ValueError: Unable to create tensor, you should probably activate truncation and/or padding with 'padding=True' 'truncation=True' to have batched tensors with the same length. Perhaps your features (`label` in this case) have excessive nesting (inputs typ

Good day every one!

I am following a blog to fine-tuning a topic classification model and got trapped here. I’ve read the relevant discussions and tried the listed solutions, but my problem is still unresolved.

here is my preprocess_function:

def preprocess_function(data):
    model_inputs = tokenizer(
        data["text"],
        padding="longest",
        truncation=True
    )

    label_map = {label: index for index, label in id2label.items()}
    labels = [label_map[l] for l in data["label"]]
    model_inputs["labels"] = labels
    return model_inputs

The result of preprocess_function() on test_dataset is okay, containing the desired fields and corresponding values. However, when applying the function to a single piece of data, there comes an error. For instance,
train_dataset[0]: {'text': 'time in germany', 'label': 'Clock'}

tokenized_sample = preprocess_function(train_dataset[0])
print(tokenized_sample)

Then I got the following KeyError:

KeyError                                  Traceback (most recent call last)
<ipython-input-110-860026a66a82> in <cell line: 1>()
----> 1 tokenized_sample = preprocess_function(train_dataset[0])
      2 print(tokenized_sample)
      3 print(f"Length of tokenized IDs: {len(tokenized_sample.input_ids)}")
      4 print(f"Length of attention mask: {len(tokenized_sample.attention_mask)}")

1 frames
<ipython-input-105-2b50729ea506> in <listcomp>(.0)
      7 
      8     label_map = {label: index for index, label in id2label.items()}
----> 9     labels = [label_map[l] for l in examples["label"]]
     10     # labels = tokenizer(labels, padding="longest", truncation=True)
     11     model_inputs["labels"] = labels

KeyError: 'C'

I assume there is something wrong with data type, but i am not sure how to fix it. And due to this error the following training code fails. The code is below:

BATCH_SIZE = 8
NUM_PROCS = 4

# Load the model
model = AutoModelForSequenceClassification.from_pretrained(
    MODEL,
    num_labels=len(id2label),
    id2label=id2label,
    label2id=label2id,
)
# Training arguments
OUT_DIR = "output"
LR = 1e-5
EPOCHS = 3

training_args = TrainingArguments(
    output_dir=OUT_DIR,
    learning_rate=LR,
    per_device_train_batch_size=BATCH_SIZE,
    per_device_eval_batch_size=BATCH_SIZE,
    num_train_epochs=EPOCHS,
    weight_decay=0.01,
    evaluation_strategy="epoch",
    save_strategy="epoch",
    load_best_model_at_end=True,
    save_total_limit=3,
    report_to='tensorboard',
)

# Trainer
trainer = Trainer(
    model=model,
    args=training_args,
    train_dataset=tokenized_train,
    eval_dataset=tokenized_test,
    tokenizer=tokenizer,
    data_collator=None,  # No need for data collator as padding is handled in preprocess_function
    compute_metrics=None,  
)
trainer.train()

Many thanks for your help!

I think in case of a single example your labels is a string ‘Clock’. So when you iterate a for loop over it in list comprehension, it gives ‘C’ as your first key, which in turn gives the Key error.
Now you may be able to solve it yourself.

Thank you for your response.

To preprocess a dataset, I use labels = [label_map[l] for l in data["label"]] and when checking the tokenized value for a specific text, I replace the line with labels = label_map[data["label"]]. Now the code works.
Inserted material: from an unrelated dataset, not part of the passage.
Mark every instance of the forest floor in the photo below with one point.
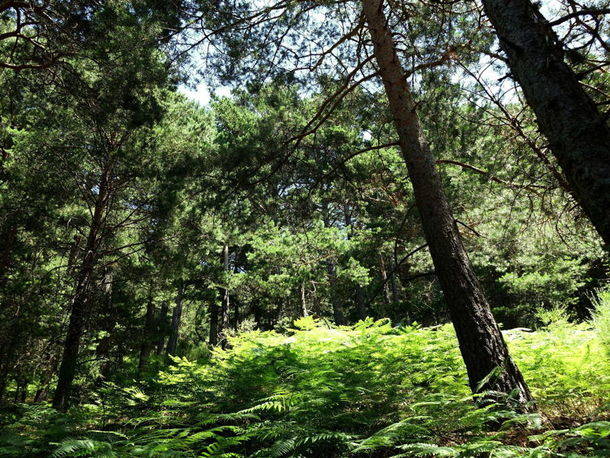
(318, 390)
Below is the value of train_dataset[1]:

{'text': 'set an alarm to 4',
 'label': 'Clock',
 'input_ids': [101, 2275, 2019, 8598, 2000, 1018, 102, 0, 0, 0, 0, 0, 0],
 'token_type_ids': [0, 0, 0, 0, 0, 0, 0, 0, 0, 0, 0, 0, 0],
 'attention_mask': [1, 1, 1, 1, 1, 1, 1, 0, 0, 0, 0, 0, 0],
 'labels': 3}

Therefore I assume the data has been tokenized. But when I run trainer.train(), the value error occurs, which really confuses me.

ValueError: Unable to create tensor, you should probably activate truncation and/or padding with 'padding=True' 'truncation=True' to have batched tensors with the same length. Perhaps your features (`label` in this case) have excessive nesting (inputs type `list` where type `int` is expected).
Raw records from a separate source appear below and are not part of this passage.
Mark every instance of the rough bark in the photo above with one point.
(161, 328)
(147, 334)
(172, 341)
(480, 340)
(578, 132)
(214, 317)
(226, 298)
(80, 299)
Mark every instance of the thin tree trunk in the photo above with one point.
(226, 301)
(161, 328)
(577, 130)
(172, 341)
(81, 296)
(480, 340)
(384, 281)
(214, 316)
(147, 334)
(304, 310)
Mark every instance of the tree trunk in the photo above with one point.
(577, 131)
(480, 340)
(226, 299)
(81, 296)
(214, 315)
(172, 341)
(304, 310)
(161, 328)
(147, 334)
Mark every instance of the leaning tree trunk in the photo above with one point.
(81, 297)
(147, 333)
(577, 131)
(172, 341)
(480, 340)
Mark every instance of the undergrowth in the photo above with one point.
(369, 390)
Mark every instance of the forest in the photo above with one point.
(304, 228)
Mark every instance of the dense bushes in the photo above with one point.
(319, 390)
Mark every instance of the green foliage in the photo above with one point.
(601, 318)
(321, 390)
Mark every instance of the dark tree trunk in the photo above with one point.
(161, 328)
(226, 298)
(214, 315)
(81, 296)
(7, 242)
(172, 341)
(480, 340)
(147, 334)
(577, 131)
I appreciate your further help.

Aah. Try and see the the output of the preprocessing function for say, train dataset[:8] or something. Then see if the error makes sense.

The inputs to the trainer should be batched tensors of sequences(input_ids, attention mask etc.) and targets. Here you are supplying a dictionary. Modify the outputs from your preprocessing func accordingly.